Healthcare facilities in the developing world lack many resources, including access to expensive surgical equipment. As a result, some 5 billion people lack access to safe surgery because surgeons do not have access to the right medical equipment.
Case in point: orthopedic drills needed to perform surgery on serious bone and muscle injuries cost upwards of $30,000. That leaves orthopedic surgeons in low-resource areas with two options — they can use non- sterile hardware drills which increase the risk of infection, or use sterile, hand-cranked drills that are labor- intensive and lack precision.
Working with surgeons from Canada and Uganda, graduate students in biomedical engineering at the University of British Columbia (UBC) created a third and more appealing option — a reusable drill cover that transforms a drill purchased at a hardware store into a sterile surgical instrument.
Transforming off-the-shelf hardware into surgical equipment has helped reduce the rate of infection, improve patient outcomes and reduce operating times for low-resource environments in 20 countries.

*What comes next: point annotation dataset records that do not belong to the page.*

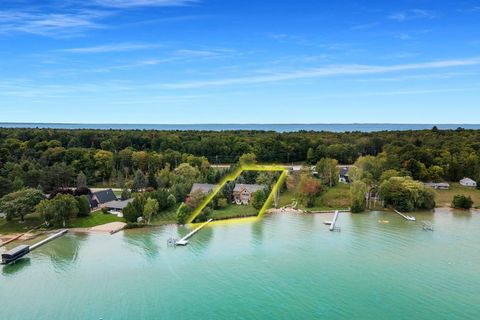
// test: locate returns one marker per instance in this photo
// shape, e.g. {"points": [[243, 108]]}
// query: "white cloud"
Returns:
{"points": [[143, 3], [328, 71], [117, 47], [412, 14], [52, 24]]}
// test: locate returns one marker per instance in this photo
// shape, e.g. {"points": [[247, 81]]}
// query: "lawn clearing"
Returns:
{"points": [[94, 219], [444, 197]]}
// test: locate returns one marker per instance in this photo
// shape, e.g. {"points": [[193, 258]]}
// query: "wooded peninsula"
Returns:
{"points": [[159, 168]]}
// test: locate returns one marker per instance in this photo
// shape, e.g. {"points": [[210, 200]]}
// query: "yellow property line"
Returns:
{"points": [[233, 176]]}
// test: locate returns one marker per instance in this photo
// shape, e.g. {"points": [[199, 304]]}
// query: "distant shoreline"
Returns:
{"points": [[280, 127]]}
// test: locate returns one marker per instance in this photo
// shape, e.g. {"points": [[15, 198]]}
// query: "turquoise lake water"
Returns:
{"points": [[280, 267]]}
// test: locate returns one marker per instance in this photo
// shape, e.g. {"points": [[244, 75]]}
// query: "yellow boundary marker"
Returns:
{"points": [[235, 175]]}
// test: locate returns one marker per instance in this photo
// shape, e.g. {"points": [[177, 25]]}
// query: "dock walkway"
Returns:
{"points": [[334, 221], [184, 240], [409, 218]]}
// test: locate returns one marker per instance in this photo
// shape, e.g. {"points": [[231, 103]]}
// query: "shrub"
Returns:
{"points": [[171, 201], [405, 194], [258, 199], [183, 212], [83, 206], [358, 190], [461, 201]]}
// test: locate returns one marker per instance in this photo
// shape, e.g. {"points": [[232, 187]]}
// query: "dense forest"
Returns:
{"points": [[49, 158]]}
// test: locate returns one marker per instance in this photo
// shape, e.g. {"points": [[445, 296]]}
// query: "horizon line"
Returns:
{"points": [[246, 123]]}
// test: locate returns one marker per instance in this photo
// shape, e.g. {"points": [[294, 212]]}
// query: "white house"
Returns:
{"points": [[467, 182]]}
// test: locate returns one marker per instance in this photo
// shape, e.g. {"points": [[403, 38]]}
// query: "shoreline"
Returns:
{"points": [[115, 227]]}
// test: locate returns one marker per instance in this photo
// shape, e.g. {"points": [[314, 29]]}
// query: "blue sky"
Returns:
{"points": [[234, 61]]}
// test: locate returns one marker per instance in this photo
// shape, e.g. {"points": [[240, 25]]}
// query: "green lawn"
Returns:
{"points": [[94, 219], [16, 226], [444, 197], [337, 197], [234, 211], [166, 217]]}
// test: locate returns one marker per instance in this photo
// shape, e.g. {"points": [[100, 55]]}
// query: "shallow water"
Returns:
{"points": [[280, 267]]}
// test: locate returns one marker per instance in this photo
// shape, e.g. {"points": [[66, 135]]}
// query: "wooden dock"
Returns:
{"points": [[334, 221], [184, 240], [21, 250], [409, 218], [52, 237]]}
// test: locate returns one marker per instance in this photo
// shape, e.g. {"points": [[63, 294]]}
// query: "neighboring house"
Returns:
{"points": [[117, 205], [242, 193], [467, 182], [294, 168], [343, 175], [438, 185], [100, 198], [206, 188]]}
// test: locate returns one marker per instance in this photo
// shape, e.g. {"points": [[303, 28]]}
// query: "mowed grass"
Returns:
{"points": [[94, 219], [444, 197], [168, 216], [234, 211], [336, 197], [15, 226]]}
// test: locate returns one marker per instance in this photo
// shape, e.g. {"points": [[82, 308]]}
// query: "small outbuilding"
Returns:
{"points": [[467, 182]]}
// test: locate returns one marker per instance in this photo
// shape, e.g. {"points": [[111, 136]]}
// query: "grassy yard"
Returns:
{"points": [[94, 219], [337, 197], [166, 217], [233, 211], [444, 197], [16, 226]]}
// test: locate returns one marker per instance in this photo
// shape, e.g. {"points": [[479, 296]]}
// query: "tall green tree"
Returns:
{"points": [[150, 209], [81, 180], [59, 210], [327, 171], [20, 203], [358, 190], [83, 206], [139, 181]]}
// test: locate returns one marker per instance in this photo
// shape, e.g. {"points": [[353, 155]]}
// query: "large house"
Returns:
{"points": [[99, 198], [467, 182], [243, 193], [343, 175]]}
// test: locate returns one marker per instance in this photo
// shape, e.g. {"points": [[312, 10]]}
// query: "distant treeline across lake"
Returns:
{"points": [[290, 127]]}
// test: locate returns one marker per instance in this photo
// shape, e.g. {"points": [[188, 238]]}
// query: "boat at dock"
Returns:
{"points": [[15, 254]]}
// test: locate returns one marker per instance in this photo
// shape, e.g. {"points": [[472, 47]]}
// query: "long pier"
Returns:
{"points": [[409, 218], [52, 237], [334, 221], [184, 240], [22, 250]]}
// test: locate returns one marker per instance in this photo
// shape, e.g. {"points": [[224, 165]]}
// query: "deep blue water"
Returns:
{"points": [[340, 127]]}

UBC assigned the patented drill cover to Arbutus Medical. The company’s flagship product, the Arbutus Drill Cover, has been used in more than 12,000 surgeries in 20 countries. Use of the sterilizable and reusable drill cover has helped reduce the rate of infection, improve patient outcomes and reduce operating times.
Arbutus Medical named the company after the Arbutus tree, an evergreen tree native to the southwest coast of British Columbia that thrives in harsh environments. Like its namesake, the company is working with surgeons around the world to develop safe, affordable and appropriate medical equipment for low-resource environments.